Il Monte dei Paschi ha comunicato i risultati. Francoforte ha fissato il requisito minimo Cet1 per il 2025 all’8,78%, indica la banca guidata da Luigi Lovaglio, specificando che questa è la sommatoria tra Pillar 1 (4,5%), Pillar 2 (1,41%) e combined buffer requirement (2,87%). Il requisito aggiuntivo di capitale P2R è stato ridotto dalla Bce al 2,5% dal 2,75% richiesto per il 2024. La pillar” capital guidance è invariata all’1,15%.
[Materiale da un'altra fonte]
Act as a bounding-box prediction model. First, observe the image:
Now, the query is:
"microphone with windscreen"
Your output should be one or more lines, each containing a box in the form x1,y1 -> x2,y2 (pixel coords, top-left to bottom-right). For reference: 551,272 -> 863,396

L’istituto di Rocca Salimbeni nella nota ricorda che sulla base dei risultati dei nove mesi, rispetta e supera ampiamente i nuovi requisiti chiesti dalla banca centrale europea. Al 30 settembre scorso Banca Mps aveva un Cet1 del 18,4% e un total capital ratio del 21,7% (13,37% il requisito minimo richiesto per il 2025 da Francoforte).